I was literally just working on a system, using Devin to do the review no less, to add a bunch of the rules we have that are outside of linting's capability to tackle the same kind of thing. Tools like Copilot and Qodo have very high noise ratios, but do occasionally catch legit bugs. Devin Review could be a great complement, and hopefully they'll make it so we can add our own rules soon.
I work at Cognition, lmk any feedback, will share with the team!
I don’t like the name of the product.
Hey get back to work on my pr
Have been using Devin Review for a little bit, and I think it's the first of the many "code review" LLM-bots that have come out that doesn't actively feel like "slop". Seems like they must have some integrations with codemaps or deepwiki (the Cognition products I use most often) to power the insights.
My favorite feature has been organizing the files by "logical flow" rather than alphabetically, which feels like such a tiny change but it's such a huge QOL upgrade. A lot of the features seem inspired by Graphite, which is also really enjoyable.
I’m all in for building more intuitive UIs to make the review process less cumbersome. But with the current capabilities of LLMs, under no circumstances should we allow AI to be the final judge of whether something should be merged into trunk.
Code review is the last line of defense we have against our systems being invaded by the massive amount of slop that’s getting generated left and right.

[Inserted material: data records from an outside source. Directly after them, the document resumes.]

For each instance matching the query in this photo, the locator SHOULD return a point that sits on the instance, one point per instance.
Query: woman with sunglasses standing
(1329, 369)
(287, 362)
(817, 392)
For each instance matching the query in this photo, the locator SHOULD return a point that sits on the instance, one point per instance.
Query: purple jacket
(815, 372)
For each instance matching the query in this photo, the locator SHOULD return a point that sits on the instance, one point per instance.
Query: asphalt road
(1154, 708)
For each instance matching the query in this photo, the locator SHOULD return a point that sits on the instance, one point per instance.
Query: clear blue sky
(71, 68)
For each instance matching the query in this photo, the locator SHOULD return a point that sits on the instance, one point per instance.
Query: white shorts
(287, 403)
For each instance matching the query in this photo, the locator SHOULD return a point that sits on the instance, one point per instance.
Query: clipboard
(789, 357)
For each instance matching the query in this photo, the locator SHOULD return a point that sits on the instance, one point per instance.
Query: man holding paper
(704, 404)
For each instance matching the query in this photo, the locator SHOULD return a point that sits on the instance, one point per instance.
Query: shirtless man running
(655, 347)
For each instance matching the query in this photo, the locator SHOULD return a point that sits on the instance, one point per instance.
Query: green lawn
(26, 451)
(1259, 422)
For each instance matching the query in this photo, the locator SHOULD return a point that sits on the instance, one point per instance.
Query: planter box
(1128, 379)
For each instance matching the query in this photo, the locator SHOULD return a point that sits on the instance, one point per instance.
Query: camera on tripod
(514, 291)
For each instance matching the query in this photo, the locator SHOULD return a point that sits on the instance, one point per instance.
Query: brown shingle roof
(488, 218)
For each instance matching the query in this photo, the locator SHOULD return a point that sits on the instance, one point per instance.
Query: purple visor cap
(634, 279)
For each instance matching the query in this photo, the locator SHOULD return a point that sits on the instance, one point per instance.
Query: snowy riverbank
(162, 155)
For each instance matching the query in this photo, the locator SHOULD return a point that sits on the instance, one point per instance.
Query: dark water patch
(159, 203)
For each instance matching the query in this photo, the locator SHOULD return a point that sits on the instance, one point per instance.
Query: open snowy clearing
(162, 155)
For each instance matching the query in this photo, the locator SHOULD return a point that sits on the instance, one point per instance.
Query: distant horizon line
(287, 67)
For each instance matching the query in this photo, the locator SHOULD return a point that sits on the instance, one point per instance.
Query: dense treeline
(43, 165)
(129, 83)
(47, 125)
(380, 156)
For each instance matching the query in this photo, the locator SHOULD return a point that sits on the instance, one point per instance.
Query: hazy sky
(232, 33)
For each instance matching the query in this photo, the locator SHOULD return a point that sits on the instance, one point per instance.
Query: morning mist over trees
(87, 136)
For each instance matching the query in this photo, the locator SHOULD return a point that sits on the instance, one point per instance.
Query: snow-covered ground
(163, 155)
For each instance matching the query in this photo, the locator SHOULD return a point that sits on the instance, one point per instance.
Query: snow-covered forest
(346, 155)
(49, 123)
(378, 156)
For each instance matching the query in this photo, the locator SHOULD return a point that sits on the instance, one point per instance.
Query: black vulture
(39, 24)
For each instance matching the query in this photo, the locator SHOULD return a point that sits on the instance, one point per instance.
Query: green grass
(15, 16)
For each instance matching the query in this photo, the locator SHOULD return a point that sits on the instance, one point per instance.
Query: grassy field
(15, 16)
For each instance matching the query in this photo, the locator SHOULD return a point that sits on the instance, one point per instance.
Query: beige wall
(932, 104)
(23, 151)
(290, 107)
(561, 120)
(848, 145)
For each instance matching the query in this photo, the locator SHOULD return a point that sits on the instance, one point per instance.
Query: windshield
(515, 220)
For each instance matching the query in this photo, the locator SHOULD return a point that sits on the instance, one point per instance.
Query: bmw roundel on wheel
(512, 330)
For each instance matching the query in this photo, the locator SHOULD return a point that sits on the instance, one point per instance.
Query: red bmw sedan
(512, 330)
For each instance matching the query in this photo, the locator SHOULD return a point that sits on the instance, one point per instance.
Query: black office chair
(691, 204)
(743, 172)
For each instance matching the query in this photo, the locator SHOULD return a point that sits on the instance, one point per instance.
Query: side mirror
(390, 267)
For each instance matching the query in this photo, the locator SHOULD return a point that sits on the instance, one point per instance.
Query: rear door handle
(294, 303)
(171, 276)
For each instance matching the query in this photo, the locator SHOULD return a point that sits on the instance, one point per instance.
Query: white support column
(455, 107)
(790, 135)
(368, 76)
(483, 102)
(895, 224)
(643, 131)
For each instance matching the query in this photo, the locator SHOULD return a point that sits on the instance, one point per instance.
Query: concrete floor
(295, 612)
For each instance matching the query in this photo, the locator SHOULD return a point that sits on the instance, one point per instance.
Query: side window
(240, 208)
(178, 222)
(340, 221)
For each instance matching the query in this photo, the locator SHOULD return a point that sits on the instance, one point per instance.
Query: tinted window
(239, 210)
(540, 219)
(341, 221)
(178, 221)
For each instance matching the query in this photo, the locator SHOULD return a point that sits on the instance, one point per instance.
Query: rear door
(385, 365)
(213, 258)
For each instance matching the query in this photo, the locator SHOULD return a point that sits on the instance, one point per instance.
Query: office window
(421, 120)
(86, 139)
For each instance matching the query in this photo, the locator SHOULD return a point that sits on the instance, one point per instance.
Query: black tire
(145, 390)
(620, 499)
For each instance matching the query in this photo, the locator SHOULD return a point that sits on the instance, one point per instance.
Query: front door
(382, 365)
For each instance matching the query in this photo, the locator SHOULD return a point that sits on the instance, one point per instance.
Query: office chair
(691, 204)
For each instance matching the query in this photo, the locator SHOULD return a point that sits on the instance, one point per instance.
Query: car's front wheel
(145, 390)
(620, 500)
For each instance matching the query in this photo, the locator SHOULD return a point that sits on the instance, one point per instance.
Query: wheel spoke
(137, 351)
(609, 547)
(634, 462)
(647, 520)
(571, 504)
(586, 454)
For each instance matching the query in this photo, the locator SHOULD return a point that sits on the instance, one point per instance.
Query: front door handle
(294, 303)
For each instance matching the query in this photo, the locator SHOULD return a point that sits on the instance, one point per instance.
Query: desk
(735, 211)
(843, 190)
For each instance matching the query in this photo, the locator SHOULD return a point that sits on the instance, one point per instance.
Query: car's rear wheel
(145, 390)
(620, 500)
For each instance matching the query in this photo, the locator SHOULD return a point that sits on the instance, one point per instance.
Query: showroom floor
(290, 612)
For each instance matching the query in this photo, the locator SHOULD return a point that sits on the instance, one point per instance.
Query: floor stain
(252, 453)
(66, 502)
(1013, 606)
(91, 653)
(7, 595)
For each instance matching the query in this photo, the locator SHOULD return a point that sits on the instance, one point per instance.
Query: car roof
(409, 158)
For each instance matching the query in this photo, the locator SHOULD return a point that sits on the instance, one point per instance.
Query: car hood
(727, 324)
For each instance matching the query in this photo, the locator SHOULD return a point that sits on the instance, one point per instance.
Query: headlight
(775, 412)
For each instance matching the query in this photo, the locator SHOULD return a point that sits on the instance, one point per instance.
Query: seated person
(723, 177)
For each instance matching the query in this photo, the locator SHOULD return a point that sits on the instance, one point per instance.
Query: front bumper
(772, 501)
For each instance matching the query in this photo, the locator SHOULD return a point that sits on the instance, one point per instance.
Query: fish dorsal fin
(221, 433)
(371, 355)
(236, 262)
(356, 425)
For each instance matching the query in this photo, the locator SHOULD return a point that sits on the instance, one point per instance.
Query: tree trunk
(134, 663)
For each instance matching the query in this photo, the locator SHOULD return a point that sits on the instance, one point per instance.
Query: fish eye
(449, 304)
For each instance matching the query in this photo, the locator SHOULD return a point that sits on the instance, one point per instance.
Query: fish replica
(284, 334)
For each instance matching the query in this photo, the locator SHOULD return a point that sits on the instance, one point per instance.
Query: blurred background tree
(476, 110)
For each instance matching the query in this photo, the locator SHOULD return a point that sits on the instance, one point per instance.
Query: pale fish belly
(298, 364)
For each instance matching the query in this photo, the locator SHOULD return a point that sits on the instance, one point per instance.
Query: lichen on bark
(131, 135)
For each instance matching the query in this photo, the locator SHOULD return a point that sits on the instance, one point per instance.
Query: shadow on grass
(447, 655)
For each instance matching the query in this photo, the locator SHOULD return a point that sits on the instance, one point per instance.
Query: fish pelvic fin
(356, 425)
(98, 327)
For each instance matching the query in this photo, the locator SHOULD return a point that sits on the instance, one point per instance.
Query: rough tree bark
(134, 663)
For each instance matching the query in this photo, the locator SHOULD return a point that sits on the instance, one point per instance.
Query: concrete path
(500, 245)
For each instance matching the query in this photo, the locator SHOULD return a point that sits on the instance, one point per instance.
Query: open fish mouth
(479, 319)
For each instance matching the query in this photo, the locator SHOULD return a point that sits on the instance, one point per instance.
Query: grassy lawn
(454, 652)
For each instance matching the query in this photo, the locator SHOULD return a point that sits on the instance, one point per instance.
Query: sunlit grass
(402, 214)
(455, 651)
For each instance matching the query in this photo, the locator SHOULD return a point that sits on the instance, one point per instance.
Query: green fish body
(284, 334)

Instead of trying to automate the code review process, maybe we should spend more energy on making the scaffolding around it better: better diff tools, semantically grouped files (as Devin mentioned), and better UI for large diffs (GitHub’s UI is horrible for anything beyond a thousand lines).
(I work at Cognition, opinions my own etcetc)
True! Devin Review doesn’t make the kind of judgements you mention, it just does its best to find bugs and help you understand the code faster. I managed to review a PR on an airplane (without starlink) with it earlier this week lol
Yeah, I wasn’t alluding to Devin reviewing and merging the changelog. This was more of a general statement, since a lot of code review tools seem to get this part wrong.
A lot of energy is being spent on making reviews faster, when reviews are intentionally meant to scale sublinearly. The goal should be: how can we make the process more convenient and less error-prone?
I can foresee a future of induced demand, where by making PRs "easier" to review, you will end up with way more PRs to review, leading PR backlogs as backed up with PRs as ever. Except now dev teams will have trust-me-bro LLM reviews convincing them that they don't actually need to do full code reviews on code they're putting into production. What could go wrong?
Very good point. So when we designed this we actually had that in mind. Devin Review is not supposed to replace your judgment and “give the answer”. It just organizes the PR in a way that makes it way easier for YOU to understand.
I was being partly facetious and I think this is probably the way things are going. I guess it's just hard to stomach that devs will end up relying on these tools more than their own intuition. But I suppose that ship has sailed already for a lot of people.
Apropos of nothing: I hate that they used my name for their product.
People of the same name should have a union or something. It's apparently fine to annoy everyone in the world called Alexa, probably just because the world's Alexas can't act collectively.
so they graciously accept that "AI" agents generate slop (by the very title of the post)
so why would they be any better at reviewing?
Easy! You just need a review-reviewer AI to check the review AI's output.
AI reviewing AI does lead to a cycle of ouroboros slop, that’s why Devin Review is actually more of a UI for you to read code easier, not like other code review tools that try to do all the reviewing themselves
Disclaimer: i work here
"Devin" has negative brand value.
I think the OP's alluding to the initial hype about Devin replacing software engineers.